Dass diese Operation durch das Tragen der Prismengläser notwendig wurde, steht daher unter Berücksichtigung des Ergebnisses der Beweisaufnahme nicht zur Überzeugung des Senats fest.

Die Einholung eines weiteren Sachverständigengutachtens erweist sich auch nicht aus anderen Gründen als notwendig. Der gerichtlich bestellte Sachverständige verfügt über die notwendige Sachkunde und es ist nicht ersichtlich, dass ein anderer Sachverständiger - wie die Klägerin meint - über überlegenere Forschungsmittel oder Erfahrung verfügen könnte.

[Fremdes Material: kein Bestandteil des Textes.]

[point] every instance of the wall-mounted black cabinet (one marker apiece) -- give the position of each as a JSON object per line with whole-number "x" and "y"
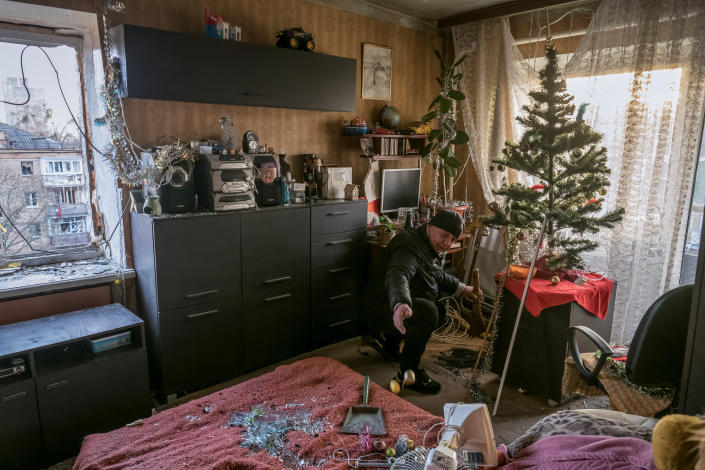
{"x": 166, "y": 65}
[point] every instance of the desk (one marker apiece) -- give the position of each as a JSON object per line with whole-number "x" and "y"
{"x": 541, "y": 344}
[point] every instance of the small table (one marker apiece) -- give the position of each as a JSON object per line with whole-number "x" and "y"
{"x": 541, "y": 346}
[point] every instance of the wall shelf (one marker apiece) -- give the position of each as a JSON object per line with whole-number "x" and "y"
{"x": 392, "y": 146}
{"x": 166, "y": 65}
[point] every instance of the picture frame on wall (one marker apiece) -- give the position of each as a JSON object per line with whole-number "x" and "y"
{"x": 376, "y": 72}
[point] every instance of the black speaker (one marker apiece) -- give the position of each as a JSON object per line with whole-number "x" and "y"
{"x": 177, "y": 192}
{"x": 269, "y": 194}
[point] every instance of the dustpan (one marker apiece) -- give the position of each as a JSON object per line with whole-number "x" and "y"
{"x": 364, "y": 419}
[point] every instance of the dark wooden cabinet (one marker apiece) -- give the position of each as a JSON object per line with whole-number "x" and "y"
{"x": 337, "y": 255}
{"x": 68, "y": 389}
{"x": 275, "y": 267}
{"x": 225, "y": 293}
{"x": 166, "y": 65}
{"x": 200, "y": 345}
{"x": 189, "y": 286}
{"x": 20, "y": 432}
{"x": 541, "y": 343}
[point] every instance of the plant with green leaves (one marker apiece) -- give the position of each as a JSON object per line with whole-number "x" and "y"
{"x": 446, "y": 134}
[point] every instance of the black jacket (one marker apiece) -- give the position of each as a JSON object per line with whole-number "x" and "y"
{"x": 413, "y": 269}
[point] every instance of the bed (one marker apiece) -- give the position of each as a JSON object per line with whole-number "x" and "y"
{"x": 236, "y": 427}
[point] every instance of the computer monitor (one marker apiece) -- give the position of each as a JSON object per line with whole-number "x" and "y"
{"x": 400, "y": 188}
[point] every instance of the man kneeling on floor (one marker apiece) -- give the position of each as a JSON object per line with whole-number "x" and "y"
{"x": 405, "y": 305}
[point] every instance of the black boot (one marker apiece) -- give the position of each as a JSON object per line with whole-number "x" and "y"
{"x": 422, "y": 384}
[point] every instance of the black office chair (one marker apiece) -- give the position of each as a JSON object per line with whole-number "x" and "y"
{"x": 657, "y": 350}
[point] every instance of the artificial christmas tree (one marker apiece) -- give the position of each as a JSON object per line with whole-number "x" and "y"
{"x": 570, "y": 169}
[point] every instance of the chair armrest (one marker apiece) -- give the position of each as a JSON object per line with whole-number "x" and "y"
{"x": 590, "y": 376}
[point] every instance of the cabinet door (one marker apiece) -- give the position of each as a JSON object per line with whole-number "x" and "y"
{"x": 96, "y": 396}
{"x": 197, "y": 258}
{"x": 200, "y": 345}
{"x": 275, "y": 248}
{"x": 275, "y": 325}
{"x": 20, "y": 434}
{"x": 334, "y": 316}
{"x": 338, "y": 250}
{"x": 333, "y": 218}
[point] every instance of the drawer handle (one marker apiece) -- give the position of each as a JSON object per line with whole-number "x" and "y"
{"x": 202, "y": 314}
{"x": 339, "y": 270}
{"x": 341, "y": 296}
{"x": 340, "y": 242}
{"x": 201, "y": 294}
{"x": 12, "y": 397}
{"x": 58, "y": 384}
{"x": 277, "y": 279}
{"x": 278, "y": 297}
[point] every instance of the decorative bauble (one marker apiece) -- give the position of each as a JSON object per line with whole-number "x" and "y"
{"x": 400, "y": 447}
{"x": 389, "y": 117}
{"x": 358, "y": 122}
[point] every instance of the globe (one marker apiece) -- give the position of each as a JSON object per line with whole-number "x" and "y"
{"x": 389, "y": 117}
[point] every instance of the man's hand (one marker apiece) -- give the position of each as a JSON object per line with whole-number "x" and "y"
{"x": 470, "y": 293}
{"x": 401, "y": 312}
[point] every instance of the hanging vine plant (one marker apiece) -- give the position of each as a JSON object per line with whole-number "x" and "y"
{"x": 446, "y": 133}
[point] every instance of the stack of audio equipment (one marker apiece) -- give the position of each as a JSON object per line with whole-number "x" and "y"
{"x": 225, "y": 182}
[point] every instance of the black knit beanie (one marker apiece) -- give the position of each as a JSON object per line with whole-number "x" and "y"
{"x": 450, "y": 221}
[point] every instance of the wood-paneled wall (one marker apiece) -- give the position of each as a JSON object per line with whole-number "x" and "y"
{"x": 336, "y": 32}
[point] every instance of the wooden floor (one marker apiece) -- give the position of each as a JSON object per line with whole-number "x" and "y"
{"x": 517, "y": 411}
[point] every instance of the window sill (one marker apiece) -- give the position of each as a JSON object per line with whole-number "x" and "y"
{"x": 44, "y": 279}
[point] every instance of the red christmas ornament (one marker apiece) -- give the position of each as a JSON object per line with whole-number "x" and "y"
{"x": 593, "y": 200}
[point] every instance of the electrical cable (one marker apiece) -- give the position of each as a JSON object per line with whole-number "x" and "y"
{"x": 58, "y": 252}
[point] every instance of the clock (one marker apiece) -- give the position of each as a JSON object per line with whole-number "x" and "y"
{"x": 250, "y": 142}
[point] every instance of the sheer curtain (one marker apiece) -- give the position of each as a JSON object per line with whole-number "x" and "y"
{"x": 496, "y": 82}
{"x": 642, "y": 69}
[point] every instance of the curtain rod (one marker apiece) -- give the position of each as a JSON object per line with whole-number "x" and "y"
{"x": 509, "y": 9}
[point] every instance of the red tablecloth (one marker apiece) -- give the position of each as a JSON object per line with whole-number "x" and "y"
{"x": 593, "y": 296}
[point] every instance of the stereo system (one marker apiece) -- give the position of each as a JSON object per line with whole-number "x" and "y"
{"x": 177, "y": 192}
{"x": 225, "y": 182}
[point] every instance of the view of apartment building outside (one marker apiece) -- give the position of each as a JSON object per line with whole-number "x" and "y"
{"x": 42, "y": 192}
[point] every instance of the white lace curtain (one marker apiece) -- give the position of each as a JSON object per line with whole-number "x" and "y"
{"x": 496, "y": 82}
{"x": 641, "y": 68}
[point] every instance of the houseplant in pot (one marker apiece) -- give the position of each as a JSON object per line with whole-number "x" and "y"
{"x": 446, "y": 134}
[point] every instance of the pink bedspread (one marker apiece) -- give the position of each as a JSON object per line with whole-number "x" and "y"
{"x": 193, "y": 436}
{"x": 584, "y": 453}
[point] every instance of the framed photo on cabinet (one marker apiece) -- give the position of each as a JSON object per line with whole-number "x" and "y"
{"x": 376, "y": 72}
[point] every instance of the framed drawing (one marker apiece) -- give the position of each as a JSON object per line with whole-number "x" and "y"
{"x": 376, "y": 72}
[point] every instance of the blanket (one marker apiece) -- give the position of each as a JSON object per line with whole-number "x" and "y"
{"x": 216, "y": 431}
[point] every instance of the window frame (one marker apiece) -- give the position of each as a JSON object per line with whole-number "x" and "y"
{"x": 31, "y": 166}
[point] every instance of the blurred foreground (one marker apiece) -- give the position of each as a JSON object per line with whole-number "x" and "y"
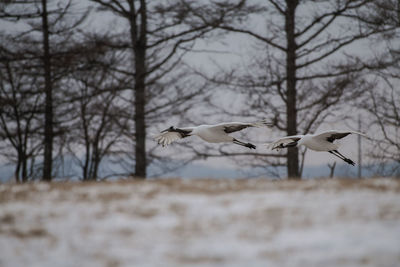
{"x": 170, "y": 222}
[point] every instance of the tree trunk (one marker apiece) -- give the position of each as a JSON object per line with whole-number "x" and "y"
{"x": 139, "y": 42}
{"x": 291, "y": 109}
{"x": 48, "y": 127}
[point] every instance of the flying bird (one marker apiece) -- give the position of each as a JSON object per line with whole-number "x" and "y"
{"x": 317, "y": 142}
{"x": 218, "y": 133}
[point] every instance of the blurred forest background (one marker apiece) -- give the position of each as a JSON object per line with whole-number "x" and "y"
{"x": 85, "y": 84}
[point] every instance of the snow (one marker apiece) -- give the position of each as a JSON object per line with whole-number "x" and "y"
{"x": 205, "y": 222}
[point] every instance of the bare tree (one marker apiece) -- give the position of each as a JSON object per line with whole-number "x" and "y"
{"x": 160, "y": 35}
{"x": 19, "y": 115}
{"x": 302, "y": 69}
{"x": 51, "y": 20}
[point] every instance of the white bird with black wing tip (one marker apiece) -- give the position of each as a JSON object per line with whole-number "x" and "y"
{"x": 317, "y": 142}
{"x": 217, "y": 133}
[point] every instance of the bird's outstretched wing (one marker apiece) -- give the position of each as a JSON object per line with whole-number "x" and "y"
{"x": 278, "y": 144}
{"x": 230, "y": 127}
{"x": 167, "y": 138}
{"x": 332, "y": 135}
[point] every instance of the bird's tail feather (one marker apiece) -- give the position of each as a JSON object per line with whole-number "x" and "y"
{"x": 262, "y": 123}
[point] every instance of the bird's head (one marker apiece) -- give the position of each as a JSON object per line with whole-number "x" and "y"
{"x": 170, "y": 129}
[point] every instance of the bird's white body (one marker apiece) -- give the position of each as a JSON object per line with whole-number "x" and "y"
{"x": 312, "y": 142}
{"x": 212, "y": 134}
{"x": 318, "y": 142}
{"x": 217, "y": 133}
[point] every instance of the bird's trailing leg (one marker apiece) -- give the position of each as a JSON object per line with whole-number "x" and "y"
{"x": 339, "y": 155}
{"x": 249, "y": 145}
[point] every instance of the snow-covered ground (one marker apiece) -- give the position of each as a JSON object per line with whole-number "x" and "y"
{"x": 204, "y": 222}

3. Eine Haftung kommt schließlich auch nicht deswegen in Betracht, weil die Beklagte vor der Verordnung der zweiten Brille mit Prismengläser im Dezember 2003 und der dritten Verordnung im April 2004 keine erneute fachärztliche Untersuchung der Klägerin veranlasst hat. Eine solche Untersuchung hätte nämlich nur Relevanz, um ein manifestes Schielen auszuschließen. Da die Klägerin nach ihrem eigenen Vortrag seinerzeit jedoch nicht über Doppelbilder geklagt hat, kann sich eine fehlende augenfachärztliche Untersuchung auch nicht kausal ausgewirkt haben.

Die Nebenentscheidungen beruhen auf §§ 97, 708 Nr. 10, 711, 543 Abs. 2 ZPO.